Collective behavioural patterns obtained from movement data are subject to complex rules.
To decode the underlying rules, the multi-dimensional mass data generated by the experiments conducted in research priority 2 at the VCC and in the field are uploaded to the existing Movebank database. They are then visualized and analyzed using the VCC’s Powerwall Lab and its ultra-high-resolution large-screen projection facility. From a technical perspective, there are two approaches to interpreting and analyzing collective movement data.
Movement data can be analyzed and depicted in the context of space and time. This is important for uncovering temporal and spatial developments and dependencies. In the context of collective behaviour, however, interactions and the relations between individual actors also play an important role. This is why collective behaviour can also be viewed in terms of a dynamic network that requires special kinds of analyses.

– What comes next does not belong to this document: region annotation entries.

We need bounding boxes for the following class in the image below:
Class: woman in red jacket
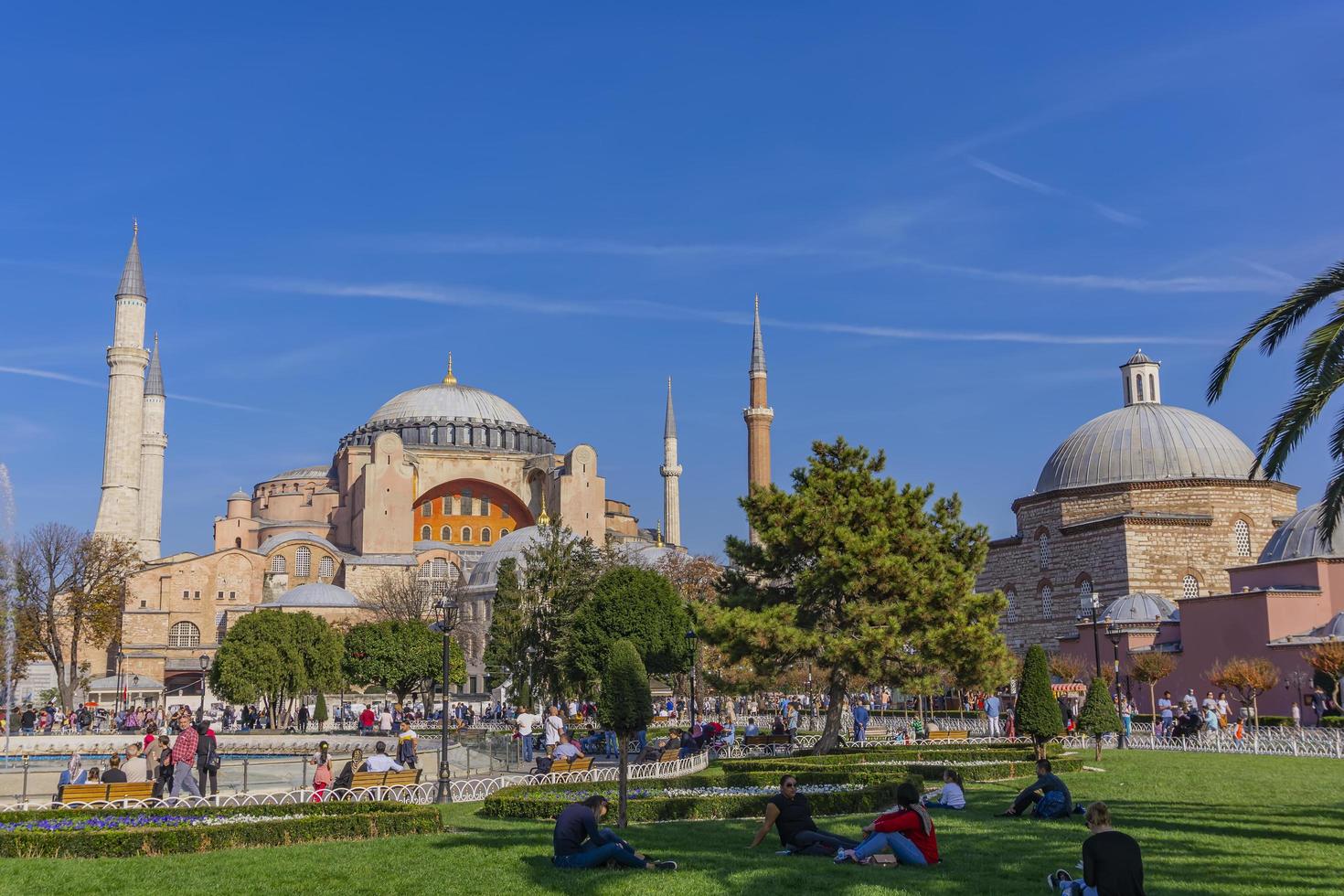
[836,781,938,865]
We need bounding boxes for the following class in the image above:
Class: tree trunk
[615,735,630,829]
[816,672,848,756]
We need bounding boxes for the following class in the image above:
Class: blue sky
[0,3,1344,552]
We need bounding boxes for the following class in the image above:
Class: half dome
[1036,403,1264,495]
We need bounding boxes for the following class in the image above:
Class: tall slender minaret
[741,295,774,544]
[661,376,681,544]
[140,333,168,560]
[92,223,149,541]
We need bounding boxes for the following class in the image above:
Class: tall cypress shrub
[1015,644,1064,759]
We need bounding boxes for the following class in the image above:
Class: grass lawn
[0,751,1344,896]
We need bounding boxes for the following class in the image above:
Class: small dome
[1104,593,1180,624]
[368,383,528,426]
[270,581,358,607]
[1259,504,1344,563]
[1036,403,1264,495]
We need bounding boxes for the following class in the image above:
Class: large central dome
[1036,403,1264,495]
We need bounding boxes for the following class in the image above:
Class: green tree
[564,566,691,696]
[1078,678,1121,761]
[341,619,466,702]
[597,638,653,827]
[209,610,343,725]
[1209,262,1344,543]
[1015,644,1064,759]
[703,438,1004,752]
[314,690,328,733]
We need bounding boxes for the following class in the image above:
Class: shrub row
[480,778,899,821]
[723,759,1083,787]
[0,804,443,859]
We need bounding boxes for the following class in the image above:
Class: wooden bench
[57,781,155,804]
[349,768,423,790]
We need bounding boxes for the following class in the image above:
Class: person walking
[986,693,1003,738]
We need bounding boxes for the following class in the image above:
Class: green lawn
[0,751,1344,896]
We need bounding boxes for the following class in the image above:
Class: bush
[0,802,443,859]
[480,775,899,821]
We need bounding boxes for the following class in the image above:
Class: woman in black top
[747,775,859,856]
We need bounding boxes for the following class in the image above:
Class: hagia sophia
[78,232,1344,713]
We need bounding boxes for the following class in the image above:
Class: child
[923,768,966,808]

A deeper understanding of the temporal and spatial dependencies as well as of the collective network in turn prompts new research questions that have repercussions for the experiments performed in research priority 2 and for the virtual environments generated in research priority 1.
By default, analyzing large quantities of movement data across all of their spatial and temporal dimensions is challenging. The data sets connect spatial information, for instance x and y coordinates associated with a data point, with the temporal dimension as well as additional multi-dimensional background information. The higher the resolution, the larger the data sets and the more comprehensive the information they contain. At the same time, it is becoming ever more difficult to process the collected masses of data efficiently. Illustration 4 shows a visual analysis system that was developed for the MoveVRE project, which studied the flight routes of albatrosses migrating between the Peruvian coast and their breeding grounds on the Galapagos Islands. To answer the question as to why the albatrosses chose a much longer route when returning, the available spatio-temporal movement data had to be put in the context of additional background information.
When analyzing the data, it is necessary to determine the swarm's movements in real time, which helps us control the reactive virtual environments created in research priority 1 and put to use in the experiments conducted in research priority 2. Processing speed is key in real-time analysis. For the reactive virtual environments to work as intended, this is in the millisecond range. It is impossible to examine the interactions between individuals at the same time. This happens offline, using a detailed a posteriori analysis of the recorded data. The overall aim is to gain a deeper understanding of collective behaviour. A semantically meaningful analysis of complex multi-dimensional movement data requires a combination of automatic data mining processes and interactive visualization technologies. In the expert literature, this combination of techniques has been termed "visual analytics".